BW (me) & FWH both over half a century; married several decades; children
d-day 3/10; LTA (7 years?)
"Oh, why do my actions have consequences?" ~ Homer Simpson
"She knew my one weakness: That I'm weak." ~ Homer Simpson
beingmiranda (original poster member #32519) posted at 1:31 PM on Thursday, September 12th, 2013
SM,
Funny that you remember! Well, about two months of that nonsense, the parents went back to the mother country. I suppose they figure if they can't live in their own house at peace in the US, they can do it over there. That was the beginning of 2012. They have not been back to the US. They still keep in touch on occasion with people here who tell me they just don't want to be in the same house as OW. It's awkward. They are really old school and really religious. My son talks to grandma quite a bit over the phone. He tells me grandma always asks how mommy is doing. It's a sad situation all around. Exhusband does come and get DS for his parenting time, but there is no relationship there. Many times, DS refuses to go. Exhusband spent two years away from DS and when he came back, just did not successfully renew that bond. DS tolerates him at best. He can't stand going there if dad doesn't spend one on one time with him. OW is constantly in the picture. She tags along everywhere and DS gets annoyed.
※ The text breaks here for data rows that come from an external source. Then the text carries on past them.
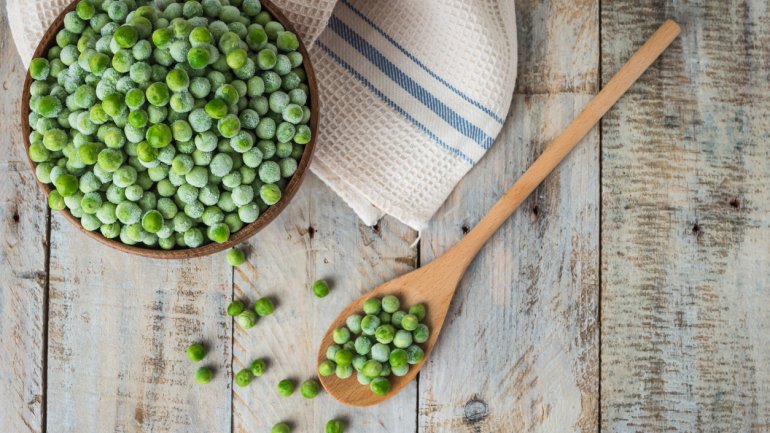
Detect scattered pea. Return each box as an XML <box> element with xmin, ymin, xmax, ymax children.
<box><xmin>250</xmin><ymin>359</ymin><xmax>267</xmax><ymax>377</ymax></box>
<box><xmin>254</xmin><ymin>298</ymin><xmax>275</xmax><ymax>317</ymax></box>
<box><xmin>313</xmin><ymin>280</ymin><xmax>329</xmax><ymax>298</ymax></box>
<box><xmin>187</xmin><ymin>343</ymin><xmax>206</xmax><ymax>362</ymax></box>
<box><xmin>278</xmin><ymin>379</ymin><xmax>295</xmax><ymax>397</ymax></box>
<box><xmin>235</xmin><ymin>310</ymin><xmax>257</xmax><ymax>329</ymax></box>
<box><xmin>326</xmin><ymin>419</ymin><xmax>345</xmax><ymax>433</ymax></box>
<box><xmin>299</xmin><ymin>379</ymin><xmax>321</xmax><ymax>398</ymax></box>
<box><xmin>318</xmin><ymin>295</ymin><xmax>430</xmax><ymax>396</ymax></box>
<box><xmin>235</xmin><ymin>368</ymin><xmax>254</xmax><ymax>387</ymax></box>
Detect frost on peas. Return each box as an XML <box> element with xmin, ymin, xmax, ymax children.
<box><xmin>169</xmin><ymin>91</ymin><xmax>195</xmax><ymax>113</ymax></box>
<box><xmin>237</xmin><ymin>202</ymin><xmax>259</xmax><ymax>224</ymax></box>
<box><xmin>275</xmin><ymin>122</ymin><xmax>297</xmax><ymax>143</ymax></box>
<box><xmin>187</xmin><ymin>108</ymin><xmax>213</xmax><ymax>132</ymax></box>
<box><xmin>273</xmin><ymin>54</ymin><xmax>291</xmax><ymax>77</ymax></box>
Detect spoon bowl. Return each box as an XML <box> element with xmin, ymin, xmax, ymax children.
<box><xmin>318</xmin><ymin>20</ymin><xmax>681</xmax><ymax>406</ymax></box>
<box><xmin>318</xmin><ymin>255</ymin><xmax>465</xmax><ymax>406</ymax></box>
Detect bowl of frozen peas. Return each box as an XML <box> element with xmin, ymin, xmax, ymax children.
<box><xmin>21</xmin><ymin>0</ymin><xmax>319</xmax><ymax>259</ymax></box>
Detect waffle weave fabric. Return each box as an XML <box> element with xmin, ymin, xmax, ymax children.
<box><xmin>7</xmin><ymin>0</ymin><xmax>517</xmax><ymax>230</ymax></box>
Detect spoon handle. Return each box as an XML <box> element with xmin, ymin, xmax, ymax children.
<box><xmin>445</xmin><ymin>20</ymin><xmax>681</xmax><ymax>271</ymax></box>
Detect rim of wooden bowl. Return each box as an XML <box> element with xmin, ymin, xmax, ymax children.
<box><xmin>21</xmin><ymin>0</ymin><xmax>320</xmax><ymax>260</ymax></box>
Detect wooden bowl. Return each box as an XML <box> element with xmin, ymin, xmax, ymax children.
<box><xmin>21</xmin><ymin>0</ymin><xmax>320</xmax><ymax>259</ymax></box>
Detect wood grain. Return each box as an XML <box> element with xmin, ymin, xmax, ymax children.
<box><xmin>233</xmin><ymin>176</ymin><xmax>417</xmax><ymax>433</ymax></box>
<box><xmin>317</xmin><ymin>20</ymin><xmax>680</xmax><ymax>406</ymax></box>
<box><xmin>0</xmin><ymin>0</ymin><xmax>48</xmax><ymax>433</ymax></box>
<box><xmin>47</xmin><ymin>223</ymin><xmax>232</xmax><ymax>433</ymax></box>
<box><xmin>419</xmin><ymin>1</ymin><xmax>599</xmax><ymax>433</ymax></box>
<box><xmin>601</xmin><ymin>0</ymin><xmax>770</xmax><ymax>432</ymax></box>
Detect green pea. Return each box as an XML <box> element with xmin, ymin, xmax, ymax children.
<box><xmin>299</xmin><ymin>379</ymin><xmax>321</xmax><ymax>399</ymax></box>
<box><xmin>235</xmin><ymin>310</ymin><xmax>257</xmax><ymax>329</ymax></box>
<box><xmin>318</xmin><ymin>359</ymin><xmax>337</xmax><ymax>377</ymax></box>
<box><xmin>401</xmin><ymin>314</ymin><xmax>420</xmax><ymax>331</ymax></box>
<box><xmin>112</xmin><ymin>25</ymin><xmax>139</xmax><ymax>48</ymax></box>
<box><xmin>146</xmin><ymin>83</ymin><xmax>171</xmax><ymax>107</ymax></box>
<box><xmin>254</xmin><ymin>298</ymin><xmax>275</xmax><ymax>317</ymax></box>
<box><xmin>146</xmin><ymin>123</ymin><xmax>173</xmax><ymax>149</ymax></box>
<box><xmin>369</xmin><ymin>377</ymin><xmax>390</xmax><ymax>396</ymax></box>
<box><xmin>187</xmin><ymin>343</ymin><xmax>206</xmax><ymax>362</ymax></box>
<box><xmin>277</xmin><ymin>379</ymin><xmax>295</xmax><ymax>397</ymax></box>
<box><xmin>187</xmin><ymin>47</ymin><xmax>210</xmax><ymax>69</ymax></box>
<box><xmin>312</xmin><ymin>280</ymin><xmax>329</xmax><ymax>298</ymax></box>
<box><xmin>206</xmin><ymin>98</ymin><xmax>229</xmax><ymax>120</ymax></box>
<box><xmin>326</xmin><ymin>419</ymin><xmax>345</xmax><ymax>433</ymax></box>
<box><xmin>207</xmin><ymin>223</ymin><xmax>230</xmax><ymax>244</ymax></box>
<box><xmin>249</xmin><ymin>359</ymin><xmax>267</xmax><ymax>377</ymax></box>
<box><xmin>235</xmin><ymin>368</ymin><xmax>254</xmax><ymax>387</ymax></box>
<box><xmin>29</xmin><ymin>57</ymin><xmax>51</xmax><ymax>80</ymax></box>
<box><xmin>363</xmin><ymin>298</ymin><xmax>382</xmax><ymax>314</ymax></box>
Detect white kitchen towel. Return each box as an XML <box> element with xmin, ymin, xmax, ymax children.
<box><xmin>8</xmin><ymin>0</ymin><xmax>516</xmax><ymax>230</ymax></box>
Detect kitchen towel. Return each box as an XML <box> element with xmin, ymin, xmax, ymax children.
<box><xmin>8</xmin><ymin>0</ymin><xmax>517</xmax><ymax>230</ymax></box>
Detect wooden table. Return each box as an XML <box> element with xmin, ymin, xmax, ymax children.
<box><xmin>0</xmin><ymin>0</ymin><xmax>770</xmax><ymax>433</ymax></box>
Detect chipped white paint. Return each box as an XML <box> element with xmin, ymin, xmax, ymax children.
<box><xmin>47</xmin><ymin>223</ymin><xmax>232</xmax><ymax>433</ymax></box>
<box><xmin>419</xmin><ymin>1</ymin><xmax>599</xmax><ymax>433</ymax></box>
<box><xmin>0</xmin><ymin>0</ymin><xmax>47</xmax><ymax>433</ymax></box>
<box><xmin>601</xmin><ymin>0</ymin><xmax>770</xmax><ymax>432</ymax></box>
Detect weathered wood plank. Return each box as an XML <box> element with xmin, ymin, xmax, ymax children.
<box><xmin>0</xmin><ymin>0</ymin><xmax>48</xmax><ymax>432</ymax></box>
<box><xmin>601</xmin><ymin>0</ymin><xmax>770</xmax><ymax>432</ymax></box>
<box><xmin>47</xmin><ymin>223</ymin><xmax>232</xmax><ymax>433</ymax></box>
<box><xmin>419</xmin><ymin>1</ymin><xmax>599</xmax><ymax>433</ymax></box>
<box><xmin>233</xmin><ymin>176</ymin><xmax>417</xmax><ymax>433</ymax></box>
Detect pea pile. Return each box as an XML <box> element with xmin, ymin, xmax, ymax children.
<box><xmin>318</xmin><ymin>295</ymin><xmax>430</xmax><ymax>396</ymax></box>
<box><xmin>29</xmin><ymin>0</ymin><xmax>311</xmax><ymax>249</ymax></box>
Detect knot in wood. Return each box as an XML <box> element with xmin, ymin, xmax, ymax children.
<box><xmin>465</xmin><ymin>399</ymin><xmax>489</xmax><ymax>423</ymax></box>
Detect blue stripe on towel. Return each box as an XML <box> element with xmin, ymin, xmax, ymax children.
<box><xmin>316</xmin><ymin>40</ymin><xmax>475</xmax><ymax>165</ymax></box>
<box><xmin>342</xmin><ymin>0</ymin><xmax>505</xmax><ymax>125</ymax></box>
<box><xmin>329</xmin><ymin>16</ymin><xmax>494</xmax><ymax>149</ymax></box>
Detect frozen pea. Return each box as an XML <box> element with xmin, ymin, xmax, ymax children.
<box><xmin>278</xmin><ymin>158</ymin><xmax>297</xmax><ymax>178</ymax></box>
<box><xmin>205</xmin><ymin>98</ymin><xmax>228</xmax><ymax>120</ymax></box>
<box><xmin>207</xmin><ymin>223</ymin><xmax>230</xmax><ymax>244</ymax></box>
<box><xmin>236</xmin><ymin>200</ymin><xmax>259</xmax><ymax>224</ymax></box>
<box><xmin>166</xmin><ymin>68</ymin><xmax>190</xmax><ymax>92</ymax></box>
<box><xmin>184</xmin><ymin>227</ymin><xmax>204</xmax><ymax>248</ymax></box>
<box><xmin>146</xmin><ymin>83</ymin><xmax>171</xmax><ymax>107</ymax></box>
<box><xmin>210</xmin><ymin>153</ymin><xmax>233</xmax><ymax>177</ymax></box>
<box><xmin>294</xmin><ymin>125</ymin><xmax>311</xmax><ymax>144</ymax></box>
<box><xmin>243</xmin><ymin>147</ymin><xmax>262</xmax><ymax>168</ymax></box>
<box><xmin>230</xmin><ymin>131</ymin><xmax>254</xmax><ymax>153</ymax></box>
<box><xmin>259</xmin><ymin>184</ymin><xmax>281</xmax><ymax>205</ymax></box>
<box><xmin>115</xmin><ymin>201</ymin><xmax>142</xmax><ymax>224</ymax></box>
<box><xmin>275</xmin><ymin>122</ymin><xmax>297</xmax><ymax>143</ymax></box>
<box><xmin>217</xmin><ymin>114</ymin><xmax>241</xmax><ymax>138</ymax></box>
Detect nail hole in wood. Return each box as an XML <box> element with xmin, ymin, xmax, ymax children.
<box><xmin>465</xmin><ymin>398</ymin><xmax>489</xmax><ymax>423</ymax></box>
<box><xmin>692</xmin><ymin>223</ymin><xmax>703</xmax><ymax>236</ymax></box>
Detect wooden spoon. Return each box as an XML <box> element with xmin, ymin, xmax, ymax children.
<box><xmin>318</xmin><ymin>20</ymin><xmax>681</xmax><ymax>406</ymax></box>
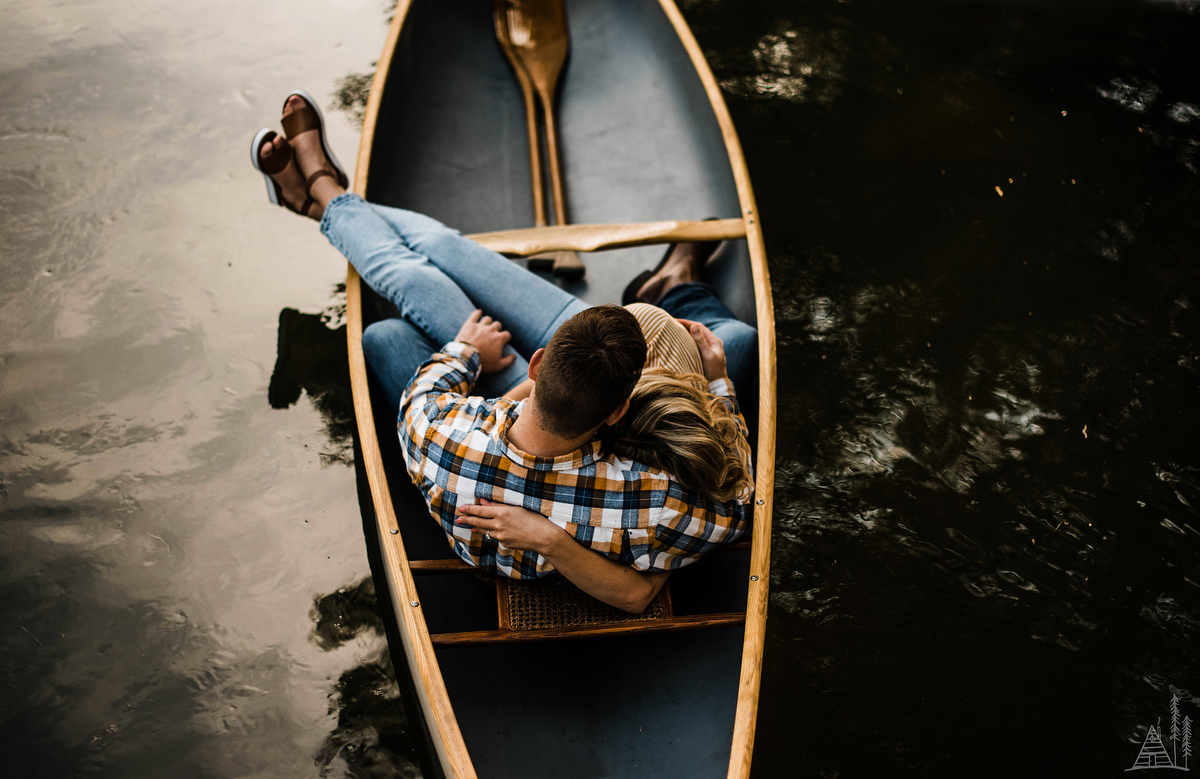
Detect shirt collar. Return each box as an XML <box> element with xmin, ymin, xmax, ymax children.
<box><xmin>496</xmin><ymin>401</ymin><xmax>600</xmax><ymax>471</ymax></box>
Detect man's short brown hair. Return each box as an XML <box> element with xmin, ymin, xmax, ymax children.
<box><xmin>534</xmin><ymin>306</ymin><xmax>646</xmax><ymax>438</ymax></box>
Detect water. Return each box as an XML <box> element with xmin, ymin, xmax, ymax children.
<box><xmin>0</xmin><ymin>0</ymin><xmax>1200</xmax><ymax>778</ymax></box>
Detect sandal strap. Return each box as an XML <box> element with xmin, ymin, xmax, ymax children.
<box><xmin>258</xmin><ymin>132</ymin><xmax>292</xmax><ymax>175</ymax></box>
<box><xmin>304</xmin><ymin>168</ymin><xmax>338</xmax><ymax>192</ymax></box>
<box><xmin>280</xmin><ymin>106</ymin><xmax>320</xmax><ymax>138</ymax></box>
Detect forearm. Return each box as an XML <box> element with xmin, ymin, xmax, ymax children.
<box><xmin>541</xmin><ymin>531</ymin><xmax>670</xmax><ymax>613</ymax></box>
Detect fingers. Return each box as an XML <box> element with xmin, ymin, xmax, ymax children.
<box><xmin>455</xmin><ymin>502</ymin><xmax>500</xmax><ymax>519</ymax></box>
<box><xmin>691</xmin><ymin>322</ymin><xmax>725</xmax><ymax>350</ymax></box>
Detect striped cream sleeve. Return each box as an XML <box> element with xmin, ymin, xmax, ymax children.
<box><xmin>625</xmin><ymin>302</ymin><xmax>704</xmax><ymax>376</ymax></box>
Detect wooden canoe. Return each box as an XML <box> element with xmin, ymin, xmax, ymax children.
<box><xmin>347</xmin><ymin>0</ymin><xmax>775</xmax><ymax>779</ymax></box>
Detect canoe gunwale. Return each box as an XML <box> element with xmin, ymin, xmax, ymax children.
<box><xmin>346</xmin><ymin>0</ymin><xmax>775</xmax><ymax>779</ymax></box>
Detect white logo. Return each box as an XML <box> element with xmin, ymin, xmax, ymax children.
<box><xmin>1126</xmin><ymin>694</ymin><xmax>1192</xmax><ymax>771</ymax></box>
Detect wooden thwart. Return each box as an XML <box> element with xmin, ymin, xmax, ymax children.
<box><xmin>408</xmin><ymin>541</ymin><xmax>750</xmax><ymax>574</ymax></box>
<box><xmin>430</xmin><ymin>612</ymin><xmax>746</xmax><ymax>647</ymax></box>
<box><xmin>467</xmin><ymin>220</ymin><xmax>746</xmax><ymax>257</ymax></box>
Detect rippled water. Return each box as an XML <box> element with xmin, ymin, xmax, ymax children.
<box><xmin>0</xmin><ymin>0</ymin><xmax>1200</xmax><ymax>778</ymax></box>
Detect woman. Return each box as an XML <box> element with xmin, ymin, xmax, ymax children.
<box><xmin>252</xmin><ymin>92</ymin><xmax>756</xmax><ymax>610</ymax></box>
<box><xmin>457</xmin><ymin>297</ymin><xmax>754</xmax><ymax>613</ymax></box>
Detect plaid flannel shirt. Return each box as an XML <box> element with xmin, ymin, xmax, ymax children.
<box><xmin>400</xmin><ymin>342</ymin><xmax>751</xmax><ymax>579</ymax></box>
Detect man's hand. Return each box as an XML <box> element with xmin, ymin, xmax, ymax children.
<box><xmin>455</xmin><ymin>498</ymin><xmax>575</xmax><ymax>555</ymax></box>
<box><xmin>455</xmin><ymin>308</ymin><xmax>517</xmax><ymax>373</ymax></box>
<box><xmin>455</xmin><ymin>499</ymin><xmax>670</xmax><ymax>615</ymax></box>
<box><xmin>676</xmin><ymin>319</ymin><xmax>726</xmax><ymax>382</ymax></box>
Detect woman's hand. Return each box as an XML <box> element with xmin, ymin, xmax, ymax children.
<box><xmin>455</xmin><ymin>498</ymin><xmax>575</xmax><ymax>555</ymax></box>
<box><xmin>676</xmin><ymin>319</ymin><xmax>726</xmax><ymax>382</ymax></box>
<box><xmin>455</xmin><ymin>308</ymin><xmax>517</xmax><ymax>373</ymax></box>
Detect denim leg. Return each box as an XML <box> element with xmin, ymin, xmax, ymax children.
<box><xmin>368</xmin><ymin>204</ymin><xmax>588</xmax><ymax>358</ymax></box>
<box><xmin>320</xmin><ymin>194</ymin><xmax>529</xmax><ymax>391</ymax></box>
<box><xmin>362</xmin><ymin>319</ymin><xmax>442</xmax><ymax>415</ymax></box>
<box><xmin>655</xmin><ymin>282</ymin><xmax>758</xmax><ymax>400</ymax></box>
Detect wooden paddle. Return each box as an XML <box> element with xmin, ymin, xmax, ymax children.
<box><xmin>492</xmin><ymin>0</ymin><xmax>586</xmax><ymax>278</ymax></box>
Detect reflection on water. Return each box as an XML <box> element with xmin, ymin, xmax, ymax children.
<box><xmin>311</xmin><ymin>576</ymin><xmax>420</xmax><ymax>778</ymax></box>
<box><xmin>694</xmin><ymin>2</ymin><xmax>1200</xmax><ymax>777</ymax></box>
<box><xmin>0</xmin><ymin>0</ymin><xmax>1200</xmax><ymax>777</ymax></box>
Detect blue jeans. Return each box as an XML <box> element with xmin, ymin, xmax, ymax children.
<box><xmin>320</xmin><ymin>193</ymin><xmax>757</xmax><ymax>411</ymax></box>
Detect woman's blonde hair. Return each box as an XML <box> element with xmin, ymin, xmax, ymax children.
<box><xmin>604</xmin><ymin>367</ymin><xmax>754</xmax><ymax>502</ymax></box>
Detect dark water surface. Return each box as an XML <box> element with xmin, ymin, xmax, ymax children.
<box><xmin>0</xmin><ymin>0</ymin><xmax>1200</xmax><ymax>779</ymax></box>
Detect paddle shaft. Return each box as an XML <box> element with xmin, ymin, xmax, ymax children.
<box><xmin>492</xmin><ymin>0</ymin><xmax>546</xmax><ymax>227</ymax></box>
<box><xmin>493</xmin><ymin>0</ymin><xmax>584</xmax><ymax>277</ymax></box>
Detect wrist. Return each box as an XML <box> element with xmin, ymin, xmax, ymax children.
<box><xmin>535</xmin><ymin>520</ymin><xmax>575</xmax><ymax>559</ymax></box>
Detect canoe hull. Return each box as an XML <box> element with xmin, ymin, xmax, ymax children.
<box><xmin>347</xmin><ymin>0</ymin><xmax>774</xmax><ymax>777</ymax></box>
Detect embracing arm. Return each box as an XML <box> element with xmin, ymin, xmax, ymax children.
<box><xmin>456</xmin><ymin>501</ymin><xmax>670</xmax><ymax>615</ymax></box>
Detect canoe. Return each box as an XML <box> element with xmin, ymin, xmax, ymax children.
<box><xmin>347</xmin><ymin>0</ymin><xmax>775</xmax><ymax>779</ymax></box>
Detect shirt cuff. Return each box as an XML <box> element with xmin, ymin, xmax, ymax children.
<box><xmin>442</xmin><ymin>341</ymin><xmax>484</xmax><ymax>382</ymax></box>
<box><xmin>708</xmin><ymin>377</ymin><xmax>733</xmax><ymax>397</ymax></box>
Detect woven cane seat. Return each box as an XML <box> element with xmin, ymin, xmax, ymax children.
<box><xmin>508</xmin><ymin>576</ymin><xmax>670</xmax><ymax>630</ymax></box>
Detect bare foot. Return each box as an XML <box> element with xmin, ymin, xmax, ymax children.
<box><xmin>637</xmin><ymin>241</ymin><xmax>719</xmax><ymax>304</ymax></box>
<box><xmin>283</xmin><ymin>95</ymin><xmax>346</xmax><ymax>213</ymax></box>
<box><xmin>258</xmin><ymin>136</ymin><xmax>324</xmax><ymax>220</ymax></box>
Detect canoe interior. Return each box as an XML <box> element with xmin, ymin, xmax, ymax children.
<box><xmin>352</xmin><ymin>0</ymin><xmax>755</xmax><ymax>778</ymax></box>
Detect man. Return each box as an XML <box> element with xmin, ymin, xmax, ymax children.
<box><xmin>253</xmin><ymin>106</ymin><xmax>756</xmax><ymax>612</ymax></box>
<box><xmin>400</xmin><ymin>306</ymin><xmax>749</xmax><ymax>612</ymax></box>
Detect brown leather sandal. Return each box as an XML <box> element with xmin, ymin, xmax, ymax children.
<box><xmin>280</xmin><ymin>89</ymin><xmax>350</xmax><ymax>190</ymax></box>
<box><xmin>250</xmin><ymin>127</ymin><xmax>324</xmax><ymax>218</ymax></box>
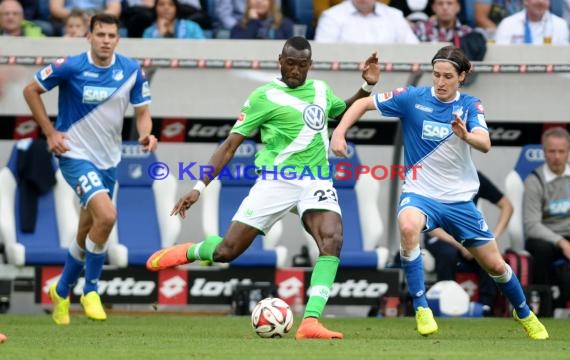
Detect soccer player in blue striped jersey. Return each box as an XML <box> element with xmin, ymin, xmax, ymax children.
<box><xmin>24</xmin><ymin>14</ymin><xmax>157</xmax><ymax>325</ymax></box>
<box><xmin>331</xmin><ymin>46</ymin><xmax>548</xmax><ymax>339</ymax></box>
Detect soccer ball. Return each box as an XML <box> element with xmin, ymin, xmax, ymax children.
<box><xmin>251</xmin><ymin>298</ymin><xmax>293</xmax><ymax>338</ymax></box>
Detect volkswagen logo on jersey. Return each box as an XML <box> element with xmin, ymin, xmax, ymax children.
<box><xmin>303</xmin><ymin>104</ymin><xmax>325</xmax><ymax>131</ymax></box>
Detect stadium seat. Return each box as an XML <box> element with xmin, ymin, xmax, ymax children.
<box><xmin>305</xmin><ymin>143</ymin><xmax>388</xmax><ymax>269</ymax></box>
<box><xmin>505</xmin><ymin>144</ymin><xmax>544</xmax><ymax>252</ymax></box>
<box><xmin>0</xmin><ymin>139</ymin><xmax>77</xmax><ymax>266</ymax></box>
<box><xmin>108</xmin><ymin>142</ymin><xmax>181</xmax><ymax>267</ymax></box>
<box><xmin>201</xmin><ymin>140</ymin><xmax>287</xmax><ymax>267</ymax></box>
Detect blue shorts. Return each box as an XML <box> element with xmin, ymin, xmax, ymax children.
<box><xmin>398</xmin><ymin>193</ymin><xmax>495</xmax><ymax>247</ymax></box>
<box><xmin>59</xmin><ymin>156</ymin><xmax>117</xmax><ymax>207</ymax></box>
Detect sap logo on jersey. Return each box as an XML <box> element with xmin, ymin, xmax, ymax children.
<box><xmin>422</xmin><ymin>120</ymin><xmax>451</xmax><ymax>141</ymax></box>
<box><xmin>83</xmin><ymin>86</ymin><xmax>117</xmax><ymax>104</ymax></box>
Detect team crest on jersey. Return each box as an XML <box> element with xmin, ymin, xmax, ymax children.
<box><xmin>54</xmin><ymin>58</ymin><xmax>67</xmax><ymax>67</ymax></box>
<box><xmin>40</xmin><ymin>65</ymin><xmax>53</xmax><ymax>81</ymax></box>
<box><xmin>142</xmin><ymin>81</ymin><xmax>150</xmax><ymax>97</ymax></box>
<box><xmin>236</xmin><ymin>113</ymin><xmax>245</xmax><ymax>126</ymax></box>
<box><xmin>422</xmin><ymin>120</ymin><xmax>451</xmax><ymax>141</ymax></box>
<box><xmin>303</xmin><ymin>104</ymin><xmax>326</xmax><ymax>131</ymax></box>
<box><xmin>451</xmin><ymin>105</ymin><xmax>463</xmax><ymax>118</ymax></box>
<box><xmin>477</xmin><ymin>114</ymin><xmax>487</xmax><ymax>128</ymax></box>
<box><xmin>113</xmin><ymin>70</ymin><xmax>125</xmax><ymax>81</ymax></box>
<box><xmin>83</xmin><ymin>71</ymin><xmax>99</xmax><ymax>79</ymax></box>
<box><xmin>376</xmin><ymin>91</ymin><xmax>394</xmax><ymax>102</ymax></box>
<box><xmin>415</xmin><ymin>104</ymin><xmax>433</xmax><ymax>113</ymax></box>
<box><xmin>479</xmin><ymin>219</ymin><xmax>489</xmax><ymax>231</ymax></box>
<box><xmin>394</xmin><ymin>88</ymin><xmax>407</xmax><ymax>95</ymax></box>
He enjoys the Wednesday night dinners because on those days, OW is working late so it is just the two of them.
C'est la vie...
Me: now 41
Him: up and left for OW
OW: old maid now 40 with biological clock ticking, desparate for a baby.
Divorced the cheater - 8/2011
Married the most AMAZING man - 10/2013
MovingUpward ( member #14866) posted at 1:42 PM on Thursday, September 12th, 2013
Congratulations on your engagement!!!
InnerLight ( member #19946) posted at 3:59 PM on Thursday, September 12th, 2013
Very happy for you!
Wow that work situation was like a big test of your equanimity! That you worked there and remained professional shows how far in your healing you have come.
Congrats on the engagement!!!!
BS, 64 yearsD-day 6-2-08D after 20 years together
The journey from Armageddon to Amazing Life happens one step at a time. Don't ever give up!
InnerLight ( member #19946) posted at 4:01 PM on Thursday, September 12th, 2013
my internet usage was monitored so I didn't want to be misbehaving.
Oh the irony. Boss is misbehaving his ass off, destroying his family and another marriage and your internet usage is monitored.
BS, 64 yearsD-day 6-2-08D after 20 years together
The journey from Armageddon to Amazing Life happens one step at a time. Don't ever give up!